In een column met de titel ‘Dandyisme als politieke stijlfiguur’ wees ook Van Doorn op de overeenkomsten met een politiek-psychologisch type dat, hoewel in deze extreme vorm betrekkelijk zeldzaam, in zijn ogen zeker niet uitzonderlijk was. Naast Multatuli deed het optreden van Fortuyn hem denken aan een andere inwoner van de politieke boheme: de Duitse arbeidersvoorman Ferdinand Lassalle. Deze was briljant en energiek, maar ook volkomen egocentrisch en bedacht op uiterlijk vertoon, en had zowel in kleding als optreden het voorkomen van een dandy. Vaak werd Lassalle getypeerd als een virtuoos acteur die tot elke prijs een publieke rol wilde spelen. In zijn gedrag was hij vaak provocerend en kwajongensachtig, aanmatigend en aanstellerig. Evenals Douwes Dekker en Fortuyn poseerde hij bij voorkeur als een volksman; maar alle drie waren zij elitaire figuren die afstand en minachting voelden voor de grote massa. Terwijl Douwes Dekker flirtte met zowel socialisten als conservatieven, had de arbeidersleider Lassalle in het geheim contact met Bismarck. Net als bij Fortuyn bracht de plotselinge dood van Lassalle (in een duel om een liefdesaffaire) een ongehoorde schok teweeg. Per schip werd zijn lijk de Rijn afgevaren om de arbeiders op de oevers gelegenheid te geven van hun held afscheid te nemen. Het intrigerende van deze drie figuren lag in de ‘onbegrijpelijke combinatie van onbegrensde grootheidswaanzin en massale populariteit, van vulgaire machtsbegeerte en bijna uitzinnige persoonsverheerlijking’ (Van Doorn 2002a).

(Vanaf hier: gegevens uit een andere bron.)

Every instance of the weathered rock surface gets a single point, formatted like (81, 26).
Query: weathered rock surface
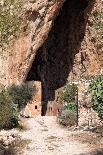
(16, 63)
(40, 16)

Ook Joost Zwagerman zag aanleiding om de vergelijking uit te breiden naar een bepaald type, namelijk dat van dandyeske publieke persoonlijkheden zoals Herman Brood, Ischa Meijer en Rob Scholte, of buiten de grenzen: Ernest Hemingway, Jackson Pollock, Pablo Picasso en vooral Andy Warhol. Fortuyn vertoonde alle eigenschappen die je aantreft bij dit ‘type van de virtuoze, obsessieve, narcistische en min of meer zelfdestructieve kunstenaar wiens geldingsdrang door geen erkenning of beloning ooit bevredigd kan worden’. De tragiek van Fortuyn was dat zijn temperament, talent en ambitie haaks op elkaar stonden. Hij schreef, maar was geen schrijver; hij ambieerde het minister-presidentschap, maar was er met zijn karakter totaal niet voor toegerust. Fortuyn was ‘in alles de charismatische en burgerlijke bohémien, een kunstenaar die, helaas, alleen schitterde met een kunstje’. Over Warhol werd gezegd dat hijzelf eigenlijk zijn meest perfecte pop-artkunstwerk was, en ook Fortuyn was ‘als mediageniek totaalkunstwerk’ op het Binnenhof vooralsnog onovertroffen. Hij ‘lanceerde de pop-art in de politiek, met zichzelf als ultiem pop kunstwerk’ (Zwagerman 2003a: 162-165).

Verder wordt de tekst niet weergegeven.